Step 2. Multivariate cluster analyses, a statistical method for grouping data in a way that yields a strong degree of association between members of the same cluster and a weak degree of association between members of different clusters (http:// www.statsoft.com/textbook/stcluan.html), were used to find out which stations tended to experience climate anomalies of the same sign (i.e., above average or below average), based on correlation matrices among all of them. The two cluster analysis techniques applied here were Average Linkage and Ward’s method, both well-established and superior to other methods (Wilks, 1995, pp. 419-428).
Step 3. Results from both clustering methods were compared against each other and used to group stations with similar T and P anomalies into core regions. A large majority of these cores could be identified by simple overlapping station counts, but some less clear-cut groupings were settled by correlating the respective cluster time series against each other. After this initial classification, core time series were computed based on normalized T and P time series (produced by taking each data value, subtracting from it the long-term average, then dividing by the standard deviation) at the station level. These were used to calculate correlation coefficients between all stations and all cores.
Step 4. The assignment of stations to cores was refined iteratively, until no changes occurred.
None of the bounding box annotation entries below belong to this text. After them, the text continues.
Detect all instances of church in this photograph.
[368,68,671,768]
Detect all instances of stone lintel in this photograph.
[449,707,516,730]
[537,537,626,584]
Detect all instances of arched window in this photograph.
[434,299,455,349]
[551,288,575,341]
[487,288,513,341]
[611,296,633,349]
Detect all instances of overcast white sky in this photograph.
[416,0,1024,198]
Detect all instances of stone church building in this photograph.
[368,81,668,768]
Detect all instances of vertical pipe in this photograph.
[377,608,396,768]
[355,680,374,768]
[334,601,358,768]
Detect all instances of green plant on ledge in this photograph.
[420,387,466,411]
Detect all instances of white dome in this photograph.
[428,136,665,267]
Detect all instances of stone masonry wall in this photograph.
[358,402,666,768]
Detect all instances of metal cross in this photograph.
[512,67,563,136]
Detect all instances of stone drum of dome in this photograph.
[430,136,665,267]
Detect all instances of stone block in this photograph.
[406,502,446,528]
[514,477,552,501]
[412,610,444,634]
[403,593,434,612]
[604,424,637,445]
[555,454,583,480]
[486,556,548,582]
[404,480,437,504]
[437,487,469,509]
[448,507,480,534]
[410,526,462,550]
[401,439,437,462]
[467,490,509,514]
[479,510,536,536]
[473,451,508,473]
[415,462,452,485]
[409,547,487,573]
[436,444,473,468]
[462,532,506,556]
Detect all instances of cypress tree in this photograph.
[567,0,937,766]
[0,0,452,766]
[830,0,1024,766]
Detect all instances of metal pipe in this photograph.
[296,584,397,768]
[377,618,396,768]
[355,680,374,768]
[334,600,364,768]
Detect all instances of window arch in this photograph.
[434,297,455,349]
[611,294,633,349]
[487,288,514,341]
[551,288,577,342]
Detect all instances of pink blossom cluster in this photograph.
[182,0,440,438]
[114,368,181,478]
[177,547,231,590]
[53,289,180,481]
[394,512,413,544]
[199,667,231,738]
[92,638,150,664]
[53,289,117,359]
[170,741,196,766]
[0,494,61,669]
In particular, if a station was not classified as belonging to a core, but correlated highly with a nearby core, it was admitted to that core; or if a station had been classified as being inside a core, but did not correlate highly with the core time series, it was removed from that core. (This was a rare event inthe combined analysis suite, but more common in P analyses). A third scenario involved the transfer of a station from one core to another, if its correlation with the new core was substantially higher than with the old core.
Step 5. While there was some experimentation with correlation thresholds, the basic procedure always remained the same and yielded similar results. Transfers between core regions required at least a 1 percent increase in explained variance for that station, and the drop-correlation threshold had to be lower than the add correlation threshold. The final correlation thresholds were in the 0.55–0.60 range, to allow for virtually all stations to be classified. One final check consisted in correlating all new CD time series against each other to flag regions that were extremely well correlated (r>0.90) and thus prime candidates for mergers, as long as the resulting new division did not exceed certain size limitations.
The current version of the new 139 combined core regions (i.e., new CDs) for water years 1979–2006 is shown in Figure 1c. From the pool of 4,324 COOP stations with sufficient temperature and precipitation data, the initial core map classified 3,112 stations as being within 145 initial clusters (Step 3). Using the iterative methodology described above, the remaining stations were gathered into core regions, resulting in a stable classification of all but one station by the seventh iteration in 139 final core regions (Steps 4 and 5; Figure. 1c). While there was no requirement for stations within a core to be spatially adjacent to each other, it is reassuring to see that virtually all of them are indeed neighbors, even in the more diverse terrain of Wyoming, Colorado, Utah, and New Mexico.